Un’esperienza forte l’ho vissuta quando, tornando la sera con l’ambulanza, ho visto una zona con alcune luci e bandiere. Abbiamo fermato l’ambulanza: a destra c’era un cimitero e vicino un suo ampliamento a fianco di un parco giochi. Girando tra le lapidi ho letto le date delle targhe. Erano tutti militari deceduti in guerra: la più giovane che ho visto era del 2002. Magari non sorprende ma pensare che là ci sia una famiglia che va a piangere un figlio mi ha scosso e mi ha messa davanti a una assurda realtà.

 

Parlare di attualità nelle classi di una scuola non è certo tra le cose più facili da fare quando ci si trova dietro alla cattedra; c’è stato qualche studente interessato all’argomento Ucraina?

I miei alunni non erano a conoscenza del fatto che fossi andata a fare questa missione.
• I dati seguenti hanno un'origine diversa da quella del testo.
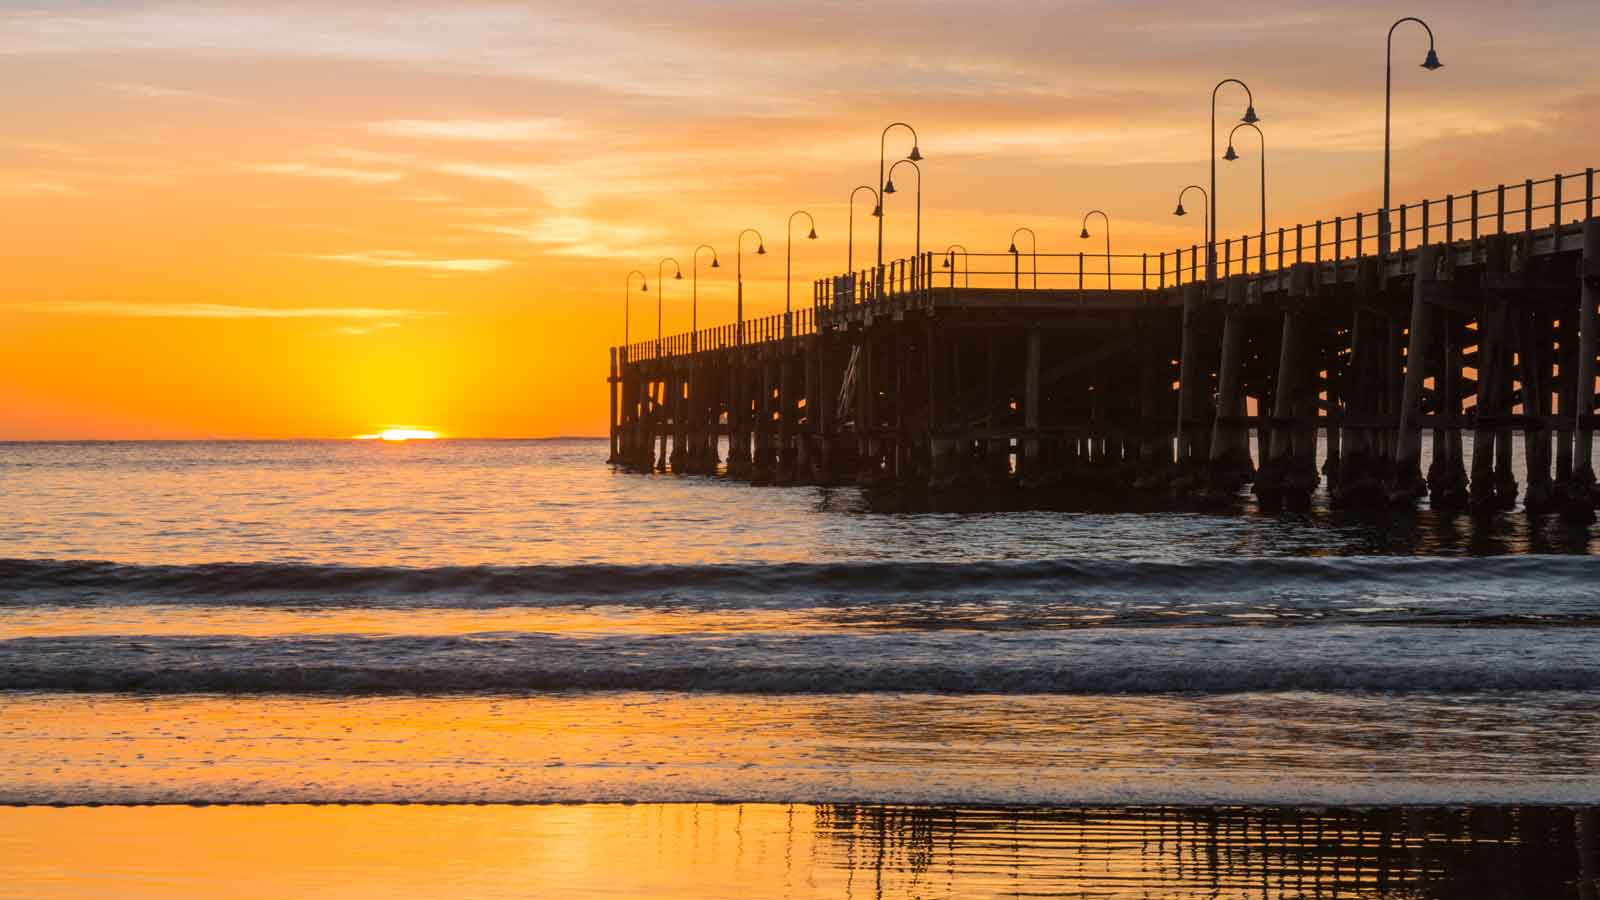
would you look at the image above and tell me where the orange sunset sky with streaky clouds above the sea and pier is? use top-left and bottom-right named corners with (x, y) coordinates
top-left (0, 0), bottom-right (1600, 439)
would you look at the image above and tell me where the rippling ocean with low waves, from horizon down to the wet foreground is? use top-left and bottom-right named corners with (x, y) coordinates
top-left (0, 439), bottom-right (1600, 897)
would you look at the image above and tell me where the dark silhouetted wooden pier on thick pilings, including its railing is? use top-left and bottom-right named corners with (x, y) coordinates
top-left (611, 168), bottom-right (1600, 519)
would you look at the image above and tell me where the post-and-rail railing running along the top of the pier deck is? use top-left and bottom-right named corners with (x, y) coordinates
top-left (622, 168), bottom-right (1597, 362)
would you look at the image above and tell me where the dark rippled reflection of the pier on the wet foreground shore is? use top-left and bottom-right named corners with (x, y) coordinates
top-left (816, 806), bottom-right (1600, 900)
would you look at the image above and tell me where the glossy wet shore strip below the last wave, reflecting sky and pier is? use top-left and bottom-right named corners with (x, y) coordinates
top-left (0, 804), bottom-right (1600, 900)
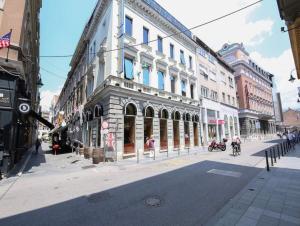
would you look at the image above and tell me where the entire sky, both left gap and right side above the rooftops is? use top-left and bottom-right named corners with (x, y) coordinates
top-left (40, 0), bottom-right (300, 109)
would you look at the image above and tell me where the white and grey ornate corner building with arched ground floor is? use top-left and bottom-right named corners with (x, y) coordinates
top-left (56, 0), bottom-right (201, 159)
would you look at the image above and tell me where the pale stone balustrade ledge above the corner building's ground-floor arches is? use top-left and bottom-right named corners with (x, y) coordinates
top-left (92, 75), bottom-right (200, 106)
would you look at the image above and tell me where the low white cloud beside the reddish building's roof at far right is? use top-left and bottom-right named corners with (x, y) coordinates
top-left (250, 49), bottom-right (300, 109)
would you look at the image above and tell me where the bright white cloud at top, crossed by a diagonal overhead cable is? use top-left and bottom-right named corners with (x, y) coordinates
top-left (157, 0), bottom-right (274, 51)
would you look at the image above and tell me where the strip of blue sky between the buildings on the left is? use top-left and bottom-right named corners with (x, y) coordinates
top-left (40, 0), bottom-right (97, 91)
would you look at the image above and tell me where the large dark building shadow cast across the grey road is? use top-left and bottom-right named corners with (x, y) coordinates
top-left (0, 161), bottom-right (261, 226)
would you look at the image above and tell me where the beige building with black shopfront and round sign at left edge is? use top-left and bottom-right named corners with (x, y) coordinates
top-left (0, 0), bottom-right (42, 171)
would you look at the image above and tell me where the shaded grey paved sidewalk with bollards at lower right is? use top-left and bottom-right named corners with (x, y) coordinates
top-left (207, 145), bottom-right (300, 226)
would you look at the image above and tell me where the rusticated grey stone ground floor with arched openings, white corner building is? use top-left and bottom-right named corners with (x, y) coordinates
top-left (82, 89), bottom-right (202, 158)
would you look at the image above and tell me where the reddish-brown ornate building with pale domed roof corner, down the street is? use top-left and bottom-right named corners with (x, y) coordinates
top-left (218, 43), bottom-right (276, 137)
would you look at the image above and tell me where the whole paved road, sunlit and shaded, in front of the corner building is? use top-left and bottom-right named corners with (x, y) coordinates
top-left (0, 141), bottom-right (284, 226)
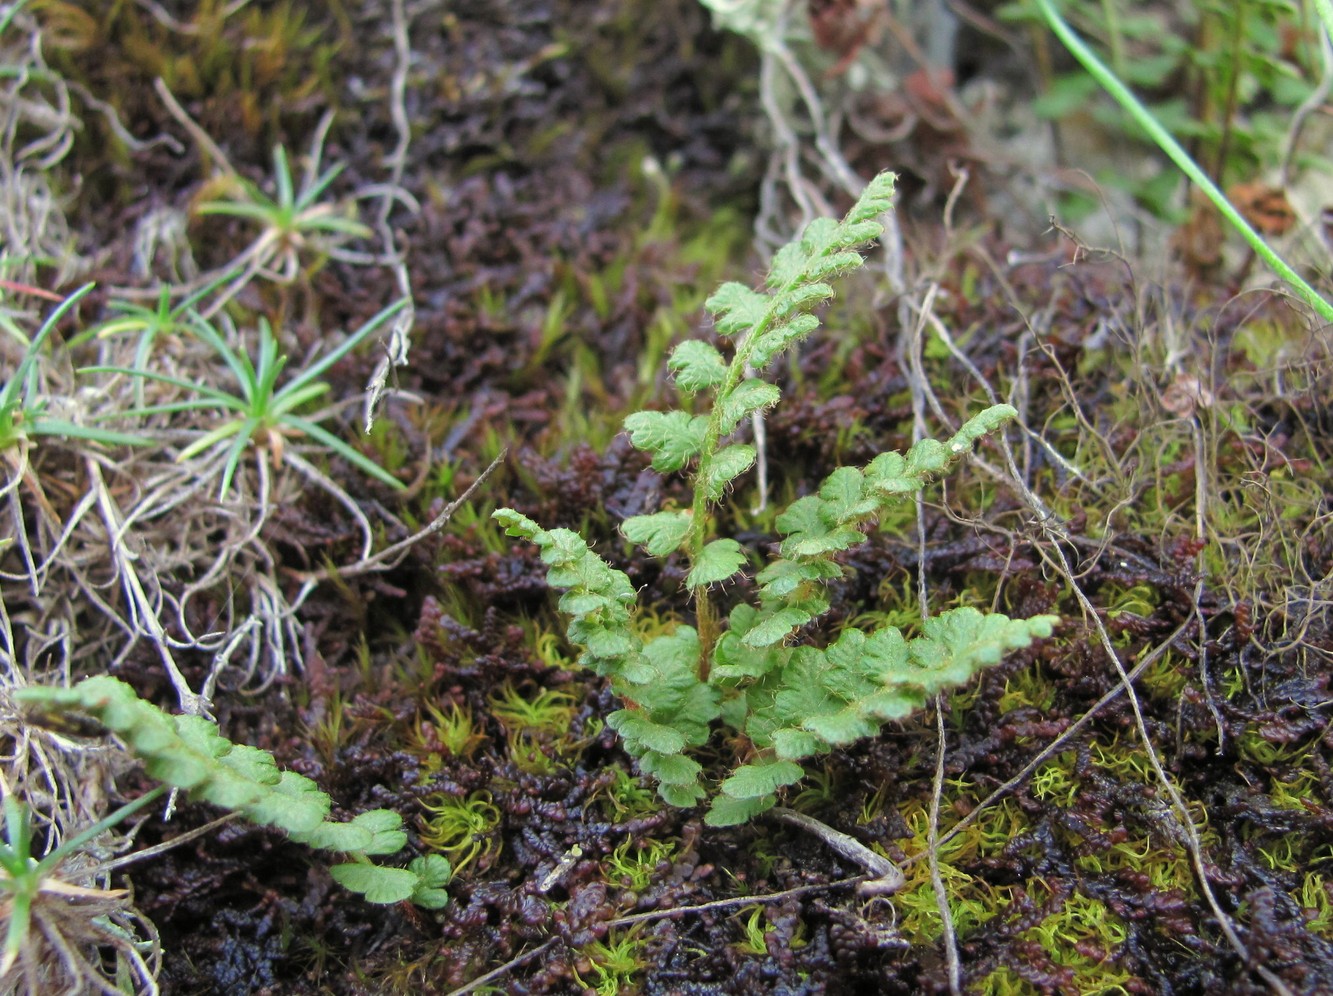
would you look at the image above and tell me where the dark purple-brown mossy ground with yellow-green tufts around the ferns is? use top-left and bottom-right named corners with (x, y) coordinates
top-left (10, 0), bottom-right (1333, 993)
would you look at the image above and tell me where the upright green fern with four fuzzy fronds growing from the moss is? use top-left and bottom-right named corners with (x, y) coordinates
top-left (495, 173), bottom-right (1057, 825)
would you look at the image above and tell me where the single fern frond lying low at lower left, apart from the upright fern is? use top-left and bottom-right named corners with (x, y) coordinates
top-left (13, 675), bottom-right (453, 909)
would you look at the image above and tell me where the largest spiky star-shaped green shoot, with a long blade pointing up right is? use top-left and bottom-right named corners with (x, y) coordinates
top-left (88, 299), bottom-right (407, 497)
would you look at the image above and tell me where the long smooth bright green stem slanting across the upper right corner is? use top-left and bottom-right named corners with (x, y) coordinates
top-left (1033, 0), bottom-right (1333, 323)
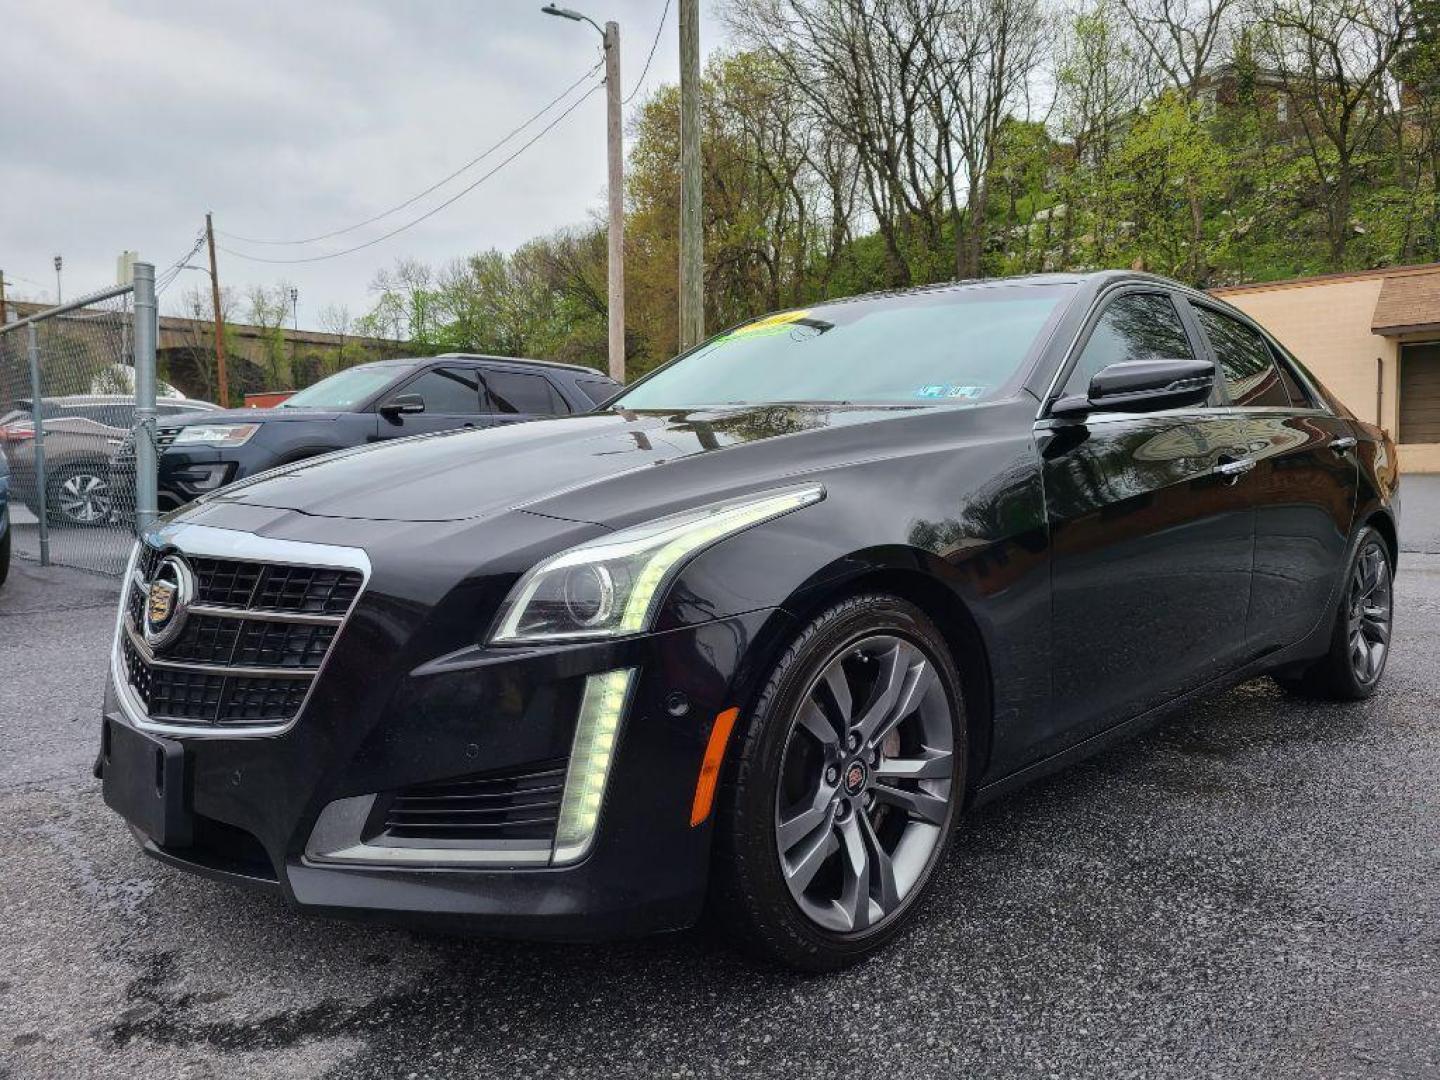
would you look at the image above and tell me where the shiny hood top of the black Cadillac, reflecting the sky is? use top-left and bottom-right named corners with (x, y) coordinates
top-left (204, 406), bottom-right (949, 524)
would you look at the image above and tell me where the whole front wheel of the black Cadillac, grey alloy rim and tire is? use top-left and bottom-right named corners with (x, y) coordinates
top-left (710, 595), bottom-right (966, 971)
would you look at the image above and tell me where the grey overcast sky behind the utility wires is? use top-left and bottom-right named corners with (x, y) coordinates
top-left (0, 0), bottom-right (721, 327)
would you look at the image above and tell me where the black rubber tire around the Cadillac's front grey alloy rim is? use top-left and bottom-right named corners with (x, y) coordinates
top-left (708, 595), bottom-right (966, 972)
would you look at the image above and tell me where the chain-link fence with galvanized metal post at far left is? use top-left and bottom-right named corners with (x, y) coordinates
top-left (0, 264), bottom-right (156, 575)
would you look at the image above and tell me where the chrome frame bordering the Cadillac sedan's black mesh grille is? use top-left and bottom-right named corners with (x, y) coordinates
top-left (109, 521), bottom-right (372, 739)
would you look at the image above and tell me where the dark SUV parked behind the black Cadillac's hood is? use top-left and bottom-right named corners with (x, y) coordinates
top-left (157, 353), bottom-right (621, 510)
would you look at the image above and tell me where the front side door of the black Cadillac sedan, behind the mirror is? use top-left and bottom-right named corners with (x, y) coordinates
top-left (1034, 288), bottom-right (1254, 756)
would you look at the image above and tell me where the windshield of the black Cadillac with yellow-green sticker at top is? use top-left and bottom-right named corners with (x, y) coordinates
top-left (611, 285), bottom-right (1073, 409)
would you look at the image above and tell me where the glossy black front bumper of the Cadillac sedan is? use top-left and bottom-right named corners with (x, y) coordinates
top-left (102, 598), bottom-right (789, 940)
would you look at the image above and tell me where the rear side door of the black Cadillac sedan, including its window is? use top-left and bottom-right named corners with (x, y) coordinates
top-left (1191, 301), bottom-right (1359, 654)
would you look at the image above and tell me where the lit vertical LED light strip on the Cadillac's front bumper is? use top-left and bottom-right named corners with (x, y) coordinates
top-left (552, 668), bottom-right (635, 865)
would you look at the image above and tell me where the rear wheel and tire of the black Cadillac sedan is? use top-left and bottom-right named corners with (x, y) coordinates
top-left (1274, 526), bottom-right (1395, 701)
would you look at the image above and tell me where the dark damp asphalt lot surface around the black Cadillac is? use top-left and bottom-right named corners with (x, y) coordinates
top-left (0, 480), bottom-right (1440, 1080)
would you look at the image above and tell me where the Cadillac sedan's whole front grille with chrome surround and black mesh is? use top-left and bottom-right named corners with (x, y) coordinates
top-left (111, 523), bottom-right (370, 739)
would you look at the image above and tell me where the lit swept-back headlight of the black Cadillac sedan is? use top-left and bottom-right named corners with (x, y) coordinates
top-left (490, 484), bottom-right (825, 642)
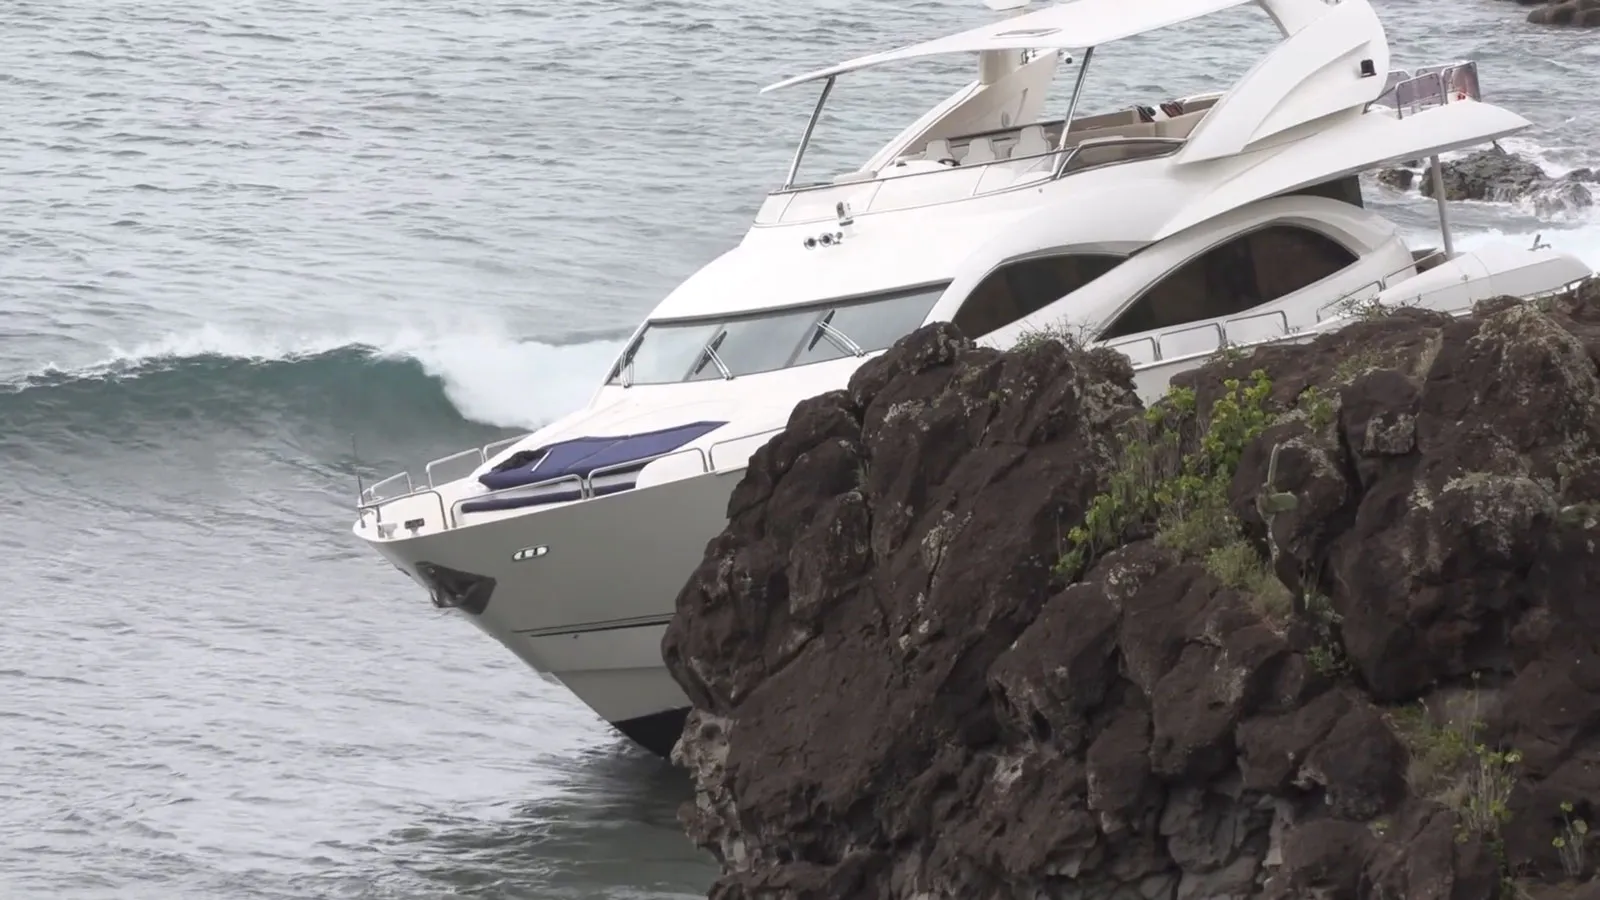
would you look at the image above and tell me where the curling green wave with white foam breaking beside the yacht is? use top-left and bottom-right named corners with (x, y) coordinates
top-left (0, 328), bottom-right (621, 440)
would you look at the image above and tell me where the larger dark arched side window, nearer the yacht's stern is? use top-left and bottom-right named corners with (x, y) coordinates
top-left (1099, 224), bottom-right (1357, 341)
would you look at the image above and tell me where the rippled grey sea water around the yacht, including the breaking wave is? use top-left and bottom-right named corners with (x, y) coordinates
top-left (0, 0), bottom-right (1600, 900)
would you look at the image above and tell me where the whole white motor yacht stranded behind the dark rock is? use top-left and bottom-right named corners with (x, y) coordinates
top-left (354, 0), bottom-right (1590, 754)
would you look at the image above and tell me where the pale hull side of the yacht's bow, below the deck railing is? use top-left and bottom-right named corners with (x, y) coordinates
top-left (357, 468), bottom-right (744, 756)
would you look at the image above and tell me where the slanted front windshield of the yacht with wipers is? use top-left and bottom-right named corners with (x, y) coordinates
top-left (606, 282), bottom-right (947, 386)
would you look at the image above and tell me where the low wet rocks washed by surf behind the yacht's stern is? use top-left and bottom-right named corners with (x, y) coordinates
top-left (1378, 148), bottom-right (1600, 216)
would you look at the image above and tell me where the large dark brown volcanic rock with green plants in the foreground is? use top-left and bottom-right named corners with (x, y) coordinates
top-left (662, 285), bottom-right (1600, 900)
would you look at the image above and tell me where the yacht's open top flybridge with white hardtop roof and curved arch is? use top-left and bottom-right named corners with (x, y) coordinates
top-left (757, 0), bottom-right (1389, 196)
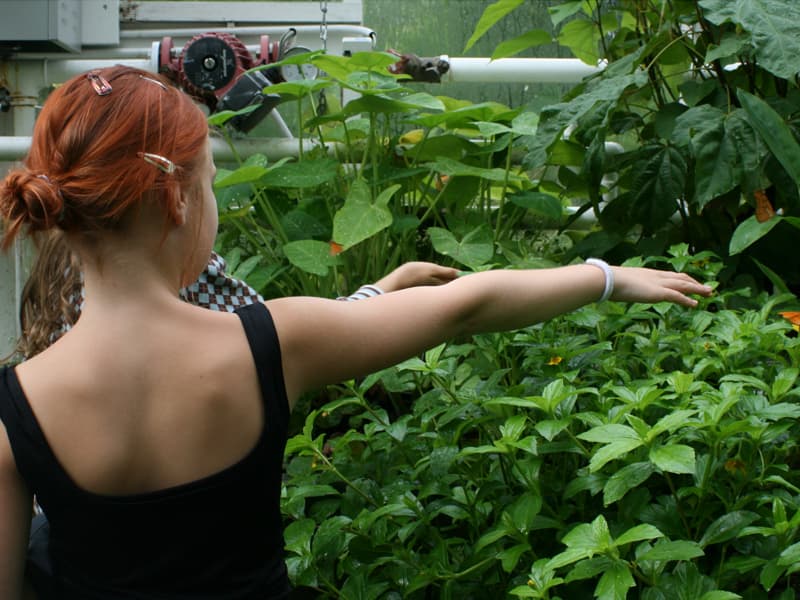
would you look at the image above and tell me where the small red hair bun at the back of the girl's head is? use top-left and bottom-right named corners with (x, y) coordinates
top-left (0, 169), bottom-right (64, 245)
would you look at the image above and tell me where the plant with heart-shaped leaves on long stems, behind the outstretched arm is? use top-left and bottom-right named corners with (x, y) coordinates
top-left (212, 52), bottom-right (563, 296)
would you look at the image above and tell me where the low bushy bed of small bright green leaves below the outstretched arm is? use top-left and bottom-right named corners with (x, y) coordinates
top-left (283, 245), bottom-right (800, 600)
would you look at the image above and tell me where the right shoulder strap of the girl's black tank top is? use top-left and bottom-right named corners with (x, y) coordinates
top-left (236, 302), bottom-right (289, 435)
Una cosa che mi ha colpita è che, durante una mia lezione, si sono chiesti se la guerra in Ucraina fosse finita in quanto non ne sentivano più parlare. La cosa mi ha abbastanza spaventata: ci siamo così tanto abituati alla questione che alcuni non sanno nemmeno se la guerra sia finita o meno. Quindi, consapevole di quanto delicato fosse il tema, ho utilizzato un metodo concreto per affrontarlo in classe, utilizzando il racconto di storie vere, mostrando delle fotografie che avevo scattato e cercando di mostrare cosa significhi effettivamente la guerra. Non è facile, ma è importante farlo.

E di certo ne parlerà all’evento del 6 novembre…

Certamente. Proverò a raccontare la mia esperienza e gli effetti concreti della guerra sulla vita delle persone che ho potuto incontrare. Chi voleva scappare ha dovuto assistere a una procedura burocratica lunga e complessa. Molte persone non avrebbero mai pensato di lasciare il proprio Paese ma, ad un certo punto, si sono ritrovate ad avere la propria valigia aperta in controllo di frontiera. Tra le necessità dei profughi Mediterranea ha infatti riscontrato anche quello di un supporto legale per i permessi di spostamento ed i controlli alla frontiera, che sono estremamente lunghi e minuziosi. Ecco, domenica 6 cercherò di raccontarlo, perché alla fine gli “equipaggi di terra” servono proprio a questo: sostenere le varie missioni della ONG e divulgare le diverse esperienze vissute.